Snapshot is getting worse:
- Inflation (excluding food-National core CPI) at 0.7% (vs 2.0% target and BOJ’s members expectation of 1.2~1.3% within 2018), BOJ rate at -0.1%
- GDP at 0.90% annual, -0.2% q/q, 10Y Government bonds yield at 0.06% (+1bps w/w) vs BOJ’s target of 0.00% level
- Unemployment at 2.5% (lowest levels since 1993)
Strengths of JPY:
- QQE could stay in place up until 2020 or beyond.
- Increased Current Account
Weaknesses of JPY:
- equities seem to have found their support, following the high volatile February
- last week’s negative GDP reading and decreased inflation.
- Monday’s 0.50GMT Trade Balance and Wednesday’s 1:50GMT Flash Manufacturing PMI to see if there is any room for an improved macro view for Japan that could support further short positions on EUR/JPY.
- Next Monetary Meeting on 15th of June
Unfortunately, I will keep avoiding offering any trading idea for CAD, as economy is growing at full potential and the only thing I want to see is increased lending in order to speculate on next rate hike.
Snapshot almost unchanged:
- Inflation at 2.2% (vs 1.0%~3.0% target range), BOC rate at 1.25% (3 hikes so far). Note BOC’s confidence on neutral rate within 2.5%~3.5% range.
- GDP at 2.9% annual (near potential GDP), 0.4% qoq, 10Y Government bonds yield at 2.49% (+11bps w/w)
- Unemployment at 5.8% and expected to decrease further.

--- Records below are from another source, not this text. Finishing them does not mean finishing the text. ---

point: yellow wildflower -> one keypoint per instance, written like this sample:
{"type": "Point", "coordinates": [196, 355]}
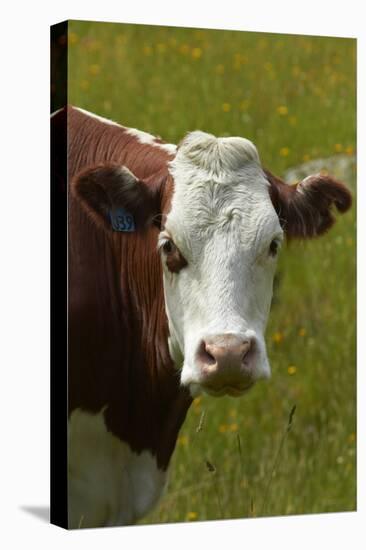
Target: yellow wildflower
{"type": "Point", "coordinates": [73, 38]}
{"type": "Point", "coordinates": [94, 69]}
{"type": "Point", "coordinates": [84, 85]}
{"type": "Point", "coordinates": [196, 53]}
{"type": "Point", "coordinates": [147, 50]}
{"type": "Point", "coordinates": [161, 47]}
{"type": "Point", "coordinates": [292, 120]}
{"type": "Point", "coordinates": [278, 337]}
{"type": "Point", "coordinates": [244, 104]}
{"type": "Point", "coordinates": [183, 440]}
{"type": "Point", "coordinates": [284, 151]}
{"type": "Point", "coordinates": [184, 49]}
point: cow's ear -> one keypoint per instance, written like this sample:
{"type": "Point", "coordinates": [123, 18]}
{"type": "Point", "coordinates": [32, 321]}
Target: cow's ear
{"type": "Point", "coordinates": [306, 209]}
{"type": "Point", "coordinates": [104, 190]}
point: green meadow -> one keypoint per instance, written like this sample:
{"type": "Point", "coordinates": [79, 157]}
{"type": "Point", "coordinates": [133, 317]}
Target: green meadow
{"type": "Point", "coordinates": [295, 97]}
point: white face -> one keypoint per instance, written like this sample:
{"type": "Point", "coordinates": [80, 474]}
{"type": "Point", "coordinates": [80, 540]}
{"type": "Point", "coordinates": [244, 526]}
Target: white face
{"type": "Point", "coordinates": [219, 248]}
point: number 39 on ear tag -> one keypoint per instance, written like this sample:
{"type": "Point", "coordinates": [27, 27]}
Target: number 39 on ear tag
{"type": "Point", "coordinates": [121, 220]}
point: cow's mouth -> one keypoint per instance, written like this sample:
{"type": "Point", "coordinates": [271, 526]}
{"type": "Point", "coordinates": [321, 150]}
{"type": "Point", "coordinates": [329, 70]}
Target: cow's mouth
{"type": "Point", "coordinates": [233, 391]}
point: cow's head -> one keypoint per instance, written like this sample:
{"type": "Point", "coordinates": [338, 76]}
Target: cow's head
{"type": "Point", "coordinates": [220, 236]}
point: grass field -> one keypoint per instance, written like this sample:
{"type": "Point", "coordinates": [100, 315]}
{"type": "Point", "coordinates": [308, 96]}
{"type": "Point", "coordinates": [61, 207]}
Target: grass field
{"type": "Point", "coordinates": [294, 96]}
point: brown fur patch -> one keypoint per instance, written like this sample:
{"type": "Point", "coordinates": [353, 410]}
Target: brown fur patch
{"type": "Point", "coordinates": [175, 261]}
{"type": "Point", "coordinates": [305, 210]}
{"type": "Point", "coordinates": [118, 330]}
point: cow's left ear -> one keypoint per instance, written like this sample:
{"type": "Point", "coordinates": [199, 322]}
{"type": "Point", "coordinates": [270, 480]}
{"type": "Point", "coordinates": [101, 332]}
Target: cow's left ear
{"type": "Point", "coordinates": [305, 209]}
{"type": "Point", "coordinates": [102, 190]}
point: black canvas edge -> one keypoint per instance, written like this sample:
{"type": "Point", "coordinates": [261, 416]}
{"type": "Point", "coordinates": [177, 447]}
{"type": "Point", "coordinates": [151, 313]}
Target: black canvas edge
{"type": "Point", "coordinates": [59, 276]}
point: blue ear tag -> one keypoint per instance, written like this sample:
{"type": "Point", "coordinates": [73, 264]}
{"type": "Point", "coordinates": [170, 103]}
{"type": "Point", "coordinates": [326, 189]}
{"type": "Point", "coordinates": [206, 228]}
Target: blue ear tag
{"type": "Point", "coordinates": [121, 220]}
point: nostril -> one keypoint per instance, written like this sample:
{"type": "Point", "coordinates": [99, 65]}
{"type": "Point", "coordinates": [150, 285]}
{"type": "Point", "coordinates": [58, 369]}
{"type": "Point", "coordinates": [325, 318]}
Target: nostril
{"type": "Point", "coordinates": [204, 355]}
{"type": "Point", "coordinates": [245, 349]}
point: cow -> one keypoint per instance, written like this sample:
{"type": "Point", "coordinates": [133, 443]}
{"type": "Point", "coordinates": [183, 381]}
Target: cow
{"type": "Point", "coordinates": [171, 256]}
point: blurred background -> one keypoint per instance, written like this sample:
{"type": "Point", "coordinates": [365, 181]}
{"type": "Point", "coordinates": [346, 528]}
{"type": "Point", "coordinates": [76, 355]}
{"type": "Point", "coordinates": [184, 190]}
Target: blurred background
{"type": "Point", "coordinates": [295, 97]}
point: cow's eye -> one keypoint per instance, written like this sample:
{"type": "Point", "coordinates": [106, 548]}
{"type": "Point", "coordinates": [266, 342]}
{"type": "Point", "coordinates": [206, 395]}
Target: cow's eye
{"type": "Point", "coordinates": [168, 247]}
{"type": "Point", "coordinates": [273, 248]}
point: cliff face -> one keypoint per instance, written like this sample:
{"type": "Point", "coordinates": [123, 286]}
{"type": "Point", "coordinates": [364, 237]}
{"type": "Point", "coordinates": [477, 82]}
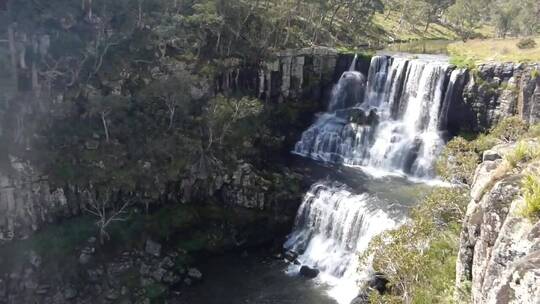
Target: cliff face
{"type": "Point", "coordinates": [497, 90]}
{"type": "Point", "coordinates": [28, 200]}
{"type": "Point", "coordinates": [499, 254]}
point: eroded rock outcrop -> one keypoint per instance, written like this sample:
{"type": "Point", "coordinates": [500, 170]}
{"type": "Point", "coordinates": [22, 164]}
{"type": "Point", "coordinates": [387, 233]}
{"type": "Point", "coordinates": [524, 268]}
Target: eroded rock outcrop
{"type": "Point", "coordinates": [27, 201]}
{"type": "Point", "coordinates": [497, 90]}
{"type": "Point", "coordinates": [291, 74]}
{"type": "Point", "coordinates": [499, 254]}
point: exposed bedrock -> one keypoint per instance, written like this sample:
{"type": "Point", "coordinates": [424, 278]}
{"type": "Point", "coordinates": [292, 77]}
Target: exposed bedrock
{"type": "Point", "coordinates": [497, 90]}
{"type": "Point", "coordinates": [499, 251]}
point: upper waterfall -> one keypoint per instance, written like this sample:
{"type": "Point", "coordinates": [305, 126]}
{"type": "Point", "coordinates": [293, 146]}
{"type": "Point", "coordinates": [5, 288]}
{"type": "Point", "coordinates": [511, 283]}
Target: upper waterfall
{"type": "Point", "coordinates": [394, 121]}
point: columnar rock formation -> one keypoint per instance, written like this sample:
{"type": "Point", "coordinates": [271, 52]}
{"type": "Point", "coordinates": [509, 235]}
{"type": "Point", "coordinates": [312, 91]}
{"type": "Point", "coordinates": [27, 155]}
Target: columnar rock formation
{"type": "Point", "coordinates": [499, 254]}
{"type": "Point", "coordinates": [497, 90]}
{"type": "Point", "coordinates": [479, 99]}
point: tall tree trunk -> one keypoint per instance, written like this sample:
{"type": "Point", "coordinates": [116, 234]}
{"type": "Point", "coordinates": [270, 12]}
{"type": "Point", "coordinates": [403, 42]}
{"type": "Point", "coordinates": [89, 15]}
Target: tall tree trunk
{"type": "Point", "coordinates": [13, 53]}
{"type": "Point", "coordinates": [35, 80]}
{"type": "Point", "coordinates": [105, 127]}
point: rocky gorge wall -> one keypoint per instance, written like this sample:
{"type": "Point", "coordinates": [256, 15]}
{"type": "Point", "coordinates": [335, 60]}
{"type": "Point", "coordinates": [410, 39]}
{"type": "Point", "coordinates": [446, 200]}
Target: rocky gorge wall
{"type": "Point", "coordinates": [28, 201]}
{"type": "Point", "coordinates": [499, 250]}
{"type": "Point", "coordinates": [493, 91]}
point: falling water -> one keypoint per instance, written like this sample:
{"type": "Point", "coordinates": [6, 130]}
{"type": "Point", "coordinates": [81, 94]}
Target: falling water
{"type": "Point", "coordinates": [331, 226]}
{"type": "Point", "coordinates": [394, 122]}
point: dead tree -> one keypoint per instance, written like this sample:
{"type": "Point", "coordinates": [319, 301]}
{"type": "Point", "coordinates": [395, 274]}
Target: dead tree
{"type": "Point", "coordinates": [106, 213]}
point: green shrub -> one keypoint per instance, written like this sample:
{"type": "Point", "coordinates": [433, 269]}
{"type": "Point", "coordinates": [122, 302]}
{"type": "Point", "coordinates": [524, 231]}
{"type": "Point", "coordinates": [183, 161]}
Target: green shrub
{"type": "Point", "coordinates": [463, 62]}
{"type": "Point", "coordinates": [510, 129]}
{"type": "Point", "coordinates": [526, 43]}
{"type": "Point", "coordinates": [535, 73]}
{"type": "Point", "coordinates": [534, 131]}
{"type": "Point", "coordinates": [419, 257]}
{"type": "Point", "coordinates": [531, 195]}
{"type": "Point", "coordinates": [458, 161]}
{"type": "Point", "coordinates": [484, 142]}
{"type": "Point", "coordinates": [520, 153]}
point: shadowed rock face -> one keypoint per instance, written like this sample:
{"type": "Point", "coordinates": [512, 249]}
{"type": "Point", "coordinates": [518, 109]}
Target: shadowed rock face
{"type": "Point", "coordinates": [499, 248]}
{"type": "Point", "coordinates": [498, 90]}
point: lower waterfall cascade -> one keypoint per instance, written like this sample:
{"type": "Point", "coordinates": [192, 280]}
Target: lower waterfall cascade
{"type": "Point", "coordinates": [392, 122]}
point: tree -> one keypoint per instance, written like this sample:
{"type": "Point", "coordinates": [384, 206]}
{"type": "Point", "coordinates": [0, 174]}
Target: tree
{"type": "Point", "coordinates": [223, 112]}
{"type": "Point", "coordinates": [465, 15]}
{"type": "Point", "coordinates": [504, 15]}
{"type": "Point", "coordinates": [106, 211]}
{"type": "Point", "coordinates": [103, 106]}
{"type": "Point", "coordinates": [174, 93]}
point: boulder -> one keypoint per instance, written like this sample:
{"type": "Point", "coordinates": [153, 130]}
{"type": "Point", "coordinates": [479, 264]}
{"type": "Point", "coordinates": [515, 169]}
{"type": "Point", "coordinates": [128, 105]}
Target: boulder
{"type": "Point", "coordinates": [194, 274]}
{"type": "Point", "coordinates": [290, 256]}
{"type": "Point", "coordinates": [70, 293]}
{"type": "Point", "coordinates": [491, 155]}
{"type": "Point", "coordinates": [308, 272]}
{"type": "Point", "coordinates": [379, 283]}
{"type": "Point", "coordinates": [152, 248]}
{"type": "Point", "coordinates": [362, 298]}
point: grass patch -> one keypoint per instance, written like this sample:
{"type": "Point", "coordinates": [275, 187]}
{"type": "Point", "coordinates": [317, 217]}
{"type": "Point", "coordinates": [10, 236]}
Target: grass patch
{"type": "Point", "coordinates": [531, 195]}
{"type": "Point", "coordinates": [463, 62]}
{"type": "Point", "coordinates": [389, 23]}
{"type": "Point", "coordinates": [482, 50]}
{"type": "Point", "coordinates": [520, 153]}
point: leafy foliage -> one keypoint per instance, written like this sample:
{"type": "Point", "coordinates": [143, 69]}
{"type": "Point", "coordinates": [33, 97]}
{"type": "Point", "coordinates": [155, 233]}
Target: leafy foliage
{"type": "Point", "coordinates": [526, 43]}
{"type": "Point", "coordinates": [510, 129]}
{"type": "Point", "coordinates": [531, 195]}
{"type": "Point", "coordinates": [458, 161]}
{"type": "Point", "coordinates": [418, 258]}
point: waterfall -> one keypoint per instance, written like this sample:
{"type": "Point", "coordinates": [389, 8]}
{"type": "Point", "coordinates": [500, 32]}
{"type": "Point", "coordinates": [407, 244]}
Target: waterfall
{"type": "Point", "coordinates": [331, 227]}
{"type": "Point", "coordinates": [393, 121]}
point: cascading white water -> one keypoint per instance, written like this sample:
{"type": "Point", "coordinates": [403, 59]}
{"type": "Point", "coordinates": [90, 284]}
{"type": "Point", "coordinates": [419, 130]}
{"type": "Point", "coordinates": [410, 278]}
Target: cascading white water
{"type": "Point", "coordinates": [394, 126]}
{"type": "Point", "coordinates": [331, 227]}
{"type": "Point", "coordinates": [394, 122]}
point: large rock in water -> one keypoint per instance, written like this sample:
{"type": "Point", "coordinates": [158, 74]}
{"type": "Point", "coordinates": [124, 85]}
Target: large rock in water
{"type": "Point", "coordinates": [308, 272]}
{"type": "Point", "coordinates": [499, 254]}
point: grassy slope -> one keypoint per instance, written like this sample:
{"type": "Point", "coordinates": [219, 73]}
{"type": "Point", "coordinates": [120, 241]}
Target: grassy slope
{"type": "Point", "coordinates": [495, 50]}
{"type": "Point", "coordinates": [390, 29]}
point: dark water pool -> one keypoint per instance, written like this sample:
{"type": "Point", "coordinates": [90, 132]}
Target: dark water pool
{"type": "Point", "coordinates": [253, 279]}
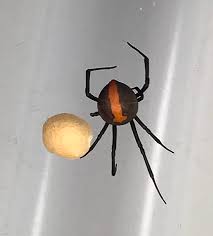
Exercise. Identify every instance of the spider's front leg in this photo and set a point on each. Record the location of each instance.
(140, 92)
(87, 89)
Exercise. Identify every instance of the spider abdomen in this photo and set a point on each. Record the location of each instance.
(117, 103)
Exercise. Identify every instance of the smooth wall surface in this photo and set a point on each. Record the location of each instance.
(45, 48)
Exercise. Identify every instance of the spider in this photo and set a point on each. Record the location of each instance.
(117, 104)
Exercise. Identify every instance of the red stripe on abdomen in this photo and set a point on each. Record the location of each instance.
(115, 103)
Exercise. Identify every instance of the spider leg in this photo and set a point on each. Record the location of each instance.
(145, 158)
(97, 139)
(94, 114)
(137, 89)
(151, 134)
(146, 64)
(114, 141)
(87, 89)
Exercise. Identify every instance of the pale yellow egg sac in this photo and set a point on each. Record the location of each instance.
(67, 135)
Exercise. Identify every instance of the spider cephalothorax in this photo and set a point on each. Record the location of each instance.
(118, 105)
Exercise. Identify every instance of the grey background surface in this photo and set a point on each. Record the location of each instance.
(45, 48)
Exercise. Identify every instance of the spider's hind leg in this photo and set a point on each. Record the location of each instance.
(94, 114)
(137, 139)
(151, 134)
(114, 142)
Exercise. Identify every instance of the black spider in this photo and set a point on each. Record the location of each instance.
(118, 105)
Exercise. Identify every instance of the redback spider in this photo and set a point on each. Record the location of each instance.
(118, 105)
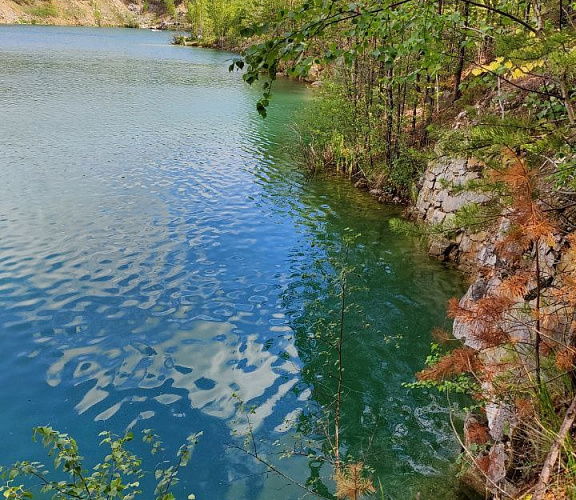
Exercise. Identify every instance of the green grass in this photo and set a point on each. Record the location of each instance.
(46, 10)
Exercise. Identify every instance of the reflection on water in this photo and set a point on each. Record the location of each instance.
(157, 254)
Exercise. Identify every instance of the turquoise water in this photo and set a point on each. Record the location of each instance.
(160, 262)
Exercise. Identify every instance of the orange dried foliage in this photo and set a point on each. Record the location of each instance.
(524, 408)
(461, 360)
(477, 433)
(442, 336)
(515, 286)
(483, 463)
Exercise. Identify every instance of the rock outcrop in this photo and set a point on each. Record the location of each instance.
(441, 196)
(491, 258)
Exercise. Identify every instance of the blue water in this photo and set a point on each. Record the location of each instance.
(158, 250)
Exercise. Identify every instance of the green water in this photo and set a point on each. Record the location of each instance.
(160, 260)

Strengths of USD/CAD, weakness of CAD:
- Terms of trade (latest reading -4.1B CAD) favors USD
Weaknesses of USD/CAD, strengths of CAD:
- high oil prices. Note that the correlation between CAD and oil, used to be positive and strong in the past (i.e. both moved with the same direction). However, during the last weeks the relation is broken. Now stands at -0.25 (i.e. insignificant)
- No market moving announcement is expected. Remember that Monday is a bank holiday.
- Next Monetary Meeting on 30th of May
0.7485 was a nice level to re-take long positions on AUD/USD. I keep my long bias and could re-enter at 0.7428 level.
Snapshot almost unchanged:
- Inflation at 1.9% (vs 2.0~3.0% target), RBA ‘s rate at 1.50% (no hike so far)
- GDP at 2.4% growth (3.0% could be achieved within 2018 and 2019 according to RBA), 10y Bond yields at 2.90% (+12 bps w/w)
- Unemployment increased slightly to 5.6% but is expected to decline.
- improved trade balance and increased building approvals
- improved business confidence
- household consumption is a source of uncertainty. Anything that quantifies household consumption (credit growth, wage growth, private capital expenditure) should be noted in the coming months. Latest reading of wages growth does not support AUD strengthening
- No market moving announcement expected during the week
- Next Monetary Meeting on 5th of June
The week was full of news in all fronts. Trade talks with China, Nafta negotiations, North Korea. All serials offered new headlines and USD strengthened further. Consequently, my last week’s advice to exit long USD trades did not played well.
Meanwhile the week’s macro announcements did not change the view of a healthy economy growing at full speed and the 10Y Government bond closed the week yielding higher than 3.0%.
Snapshot almost unchanged:
- Inflation (Core PCE) at 1.9% (vs 2.0 target and 1.9% FED’s expectations), FED ‘s rate at 1.75%. 6 hikes so far in the business cycle and another 6 hikes expected by the end of 2019, to reach 3.25%. FED’s view of long run rate remains at 2.75%~3.00%
- GDP at 2.9% growth (FED expects 2.7% in 2018), 10y Bond yields at 3.06% (+9bps w/w)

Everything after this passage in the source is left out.